Met mijn brief van 18 december 2000 (Kamerstuk 27 564 X, nr. 1) heb ik u geïnformeerd over de behoeftestelling van het LPD-2. Na de parlementaire behandeling van de antwoorden op de schriftelijke Kamervragen over dit onderwerp (Kamerbrief nr. DEF 01-77 van 2 mei 2001) heb ik de Koninklijke marine gemachtigd het project voort te zetten. Met deze brief informeer ik u over de resultaten van de gecombineerde voorstudie/studie van het project.

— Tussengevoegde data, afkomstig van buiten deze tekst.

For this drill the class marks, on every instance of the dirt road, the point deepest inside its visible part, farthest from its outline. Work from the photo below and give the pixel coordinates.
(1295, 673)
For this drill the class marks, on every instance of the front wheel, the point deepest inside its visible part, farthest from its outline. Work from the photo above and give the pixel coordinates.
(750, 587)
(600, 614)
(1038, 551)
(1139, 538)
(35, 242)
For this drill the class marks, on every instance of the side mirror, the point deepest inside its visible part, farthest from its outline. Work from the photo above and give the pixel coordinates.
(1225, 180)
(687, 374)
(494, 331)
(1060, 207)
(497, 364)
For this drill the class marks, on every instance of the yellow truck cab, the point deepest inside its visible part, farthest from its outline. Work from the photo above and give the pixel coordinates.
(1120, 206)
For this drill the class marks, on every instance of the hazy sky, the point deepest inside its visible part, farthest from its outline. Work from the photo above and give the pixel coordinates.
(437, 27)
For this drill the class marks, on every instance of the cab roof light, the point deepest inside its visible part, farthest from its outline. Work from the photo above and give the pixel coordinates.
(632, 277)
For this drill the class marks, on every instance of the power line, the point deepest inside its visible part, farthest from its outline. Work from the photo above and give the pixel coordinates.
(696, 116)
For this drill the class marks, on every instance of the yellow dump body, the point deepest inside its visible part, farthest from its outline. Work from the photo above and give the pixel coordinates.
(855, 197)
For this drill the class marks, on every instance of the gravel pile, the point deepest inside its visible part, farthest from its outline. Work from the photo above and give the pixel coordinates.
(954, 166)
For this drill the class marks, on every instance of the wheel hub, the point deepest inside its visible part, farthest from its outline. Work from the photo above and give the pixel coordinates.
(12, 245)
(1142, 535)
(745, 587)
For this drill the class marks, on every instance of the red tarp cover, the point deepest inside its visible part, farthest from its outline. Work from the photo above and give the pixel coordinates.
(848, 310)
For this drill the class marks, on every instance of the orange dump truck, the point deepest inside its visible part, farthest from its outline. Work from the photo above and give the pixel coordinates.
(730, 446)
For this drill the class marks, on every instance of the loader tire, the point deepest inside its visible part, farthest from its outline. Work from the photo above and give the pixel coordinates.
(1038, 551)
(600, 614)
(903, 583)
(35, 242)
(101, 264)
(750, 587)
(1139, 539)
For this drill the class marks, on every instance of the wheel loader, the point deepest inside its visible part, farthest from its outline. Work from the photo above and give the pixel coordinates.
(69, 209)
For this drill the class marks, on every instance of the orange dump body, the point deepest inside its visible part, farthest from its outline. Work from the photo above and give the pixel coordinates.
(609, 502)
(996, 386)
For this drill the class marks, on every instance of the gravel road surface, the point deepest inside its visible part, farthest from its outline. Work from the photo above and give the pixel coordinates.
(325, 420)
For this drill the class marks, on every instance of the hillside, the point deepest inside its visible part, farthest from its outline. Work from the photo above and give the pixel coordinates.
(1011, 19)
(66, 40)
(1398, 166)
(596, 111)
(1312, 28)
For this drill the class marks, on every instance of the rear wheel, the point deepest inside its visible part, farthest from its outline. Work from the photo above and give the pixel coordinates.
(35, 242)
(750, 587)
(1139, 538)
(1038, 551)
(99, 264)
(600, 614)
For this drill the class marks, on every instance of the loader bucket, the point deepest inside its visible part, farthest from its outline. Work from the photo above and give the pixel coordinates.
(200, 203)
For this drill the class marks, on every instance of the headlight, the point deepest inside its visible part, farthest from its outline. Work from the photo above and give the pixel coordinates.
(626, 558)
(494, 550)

Operationele behoefte De operationele behoefte is sinds de A-brief niet gewijzigd. Zowel nationaal als internationaal bestaat er behoefte aan uitbreiding van amfibische capaciteit en strategische transportcapaciteit. Daarnaast is er behoefte aan zeegaande commandofaciliteiten voor combined en joint optreden. Het LPD-2 moet in deze behoeften voorzien. Om het voortzettingsvermogen te garanderen moet het schip minimaal over dezelfde functionaliteiten beschikken als Hr.Ms. Rotterdam. In de amfibische rol moeten beide LPDs tezamen in staat zijn in één keer een volledig uitgerust mariniersbataljon, inclusief de benodigde logistieke en gevechtsondersteunende elementen, te transporteren en aan land te zetten. Daarnaast kan het LPD-2 worden ingezet voor het transport van personeel en materieel van de gehele krijgsmacht in het kader van de strategisch-maritieme transporttaak. Verder moet het schip een (inter)nationale commandostaf kunnen accommoderen en faciliteren. Ten slotte moet het LPD-2 kunnen worden ingezet als platform bij humanitaire hulpverlening en evacuaties. Invulling van de behoefte Op grond van de behoefte zijn functionele eisen vastgesteld die hebben geleid tot het ontwerp van het LPD-2. Achtereenvolgens gaat deze brief in op het platform en de Sewaco-systemen.

Platform: Het ontwerp van het LPD-2 is gebaseerd op dat van Hr.Ms. Rotterdam. Tijdens de voorstudie/studie is gebleken dat het doelmatig is tevens gebruik te maken van het door de Koninklijke Schelde Groep (KSG) uitgewerkte Enforcer-concept. Toepassing van dit concept voor romp, constructie en bouw levert financiële voordelen op omdat efficiëntere methodes (bijvoorbeeld een eenvoudigere rompvorm en repeteerbaarheid van secties) kunnen worden toegepast. Als uitgangspunt is daarom gekozen voor een combinatie van het ontwerp van Hr.Ms. Rotterdam en het Enforcer-concept voor de romp en de scheepsindeling. Indeling en bedrijfsvoering berusten op die van Hr.Ms. Rotterdam, omdat daarmee al positieve ervaringen zijn opgedaan. Daarnaast hebben de operationele behoefte, de ervaringen met Hr.Ms. Rotterdam en de ontwikkeling van de techniek geresulteerd in een aantal wijzigingen ten opzichte van het ontwerp van Hr.Ms. Rotterdam. De belangrijkste wijzigingen worden hierna genoemd.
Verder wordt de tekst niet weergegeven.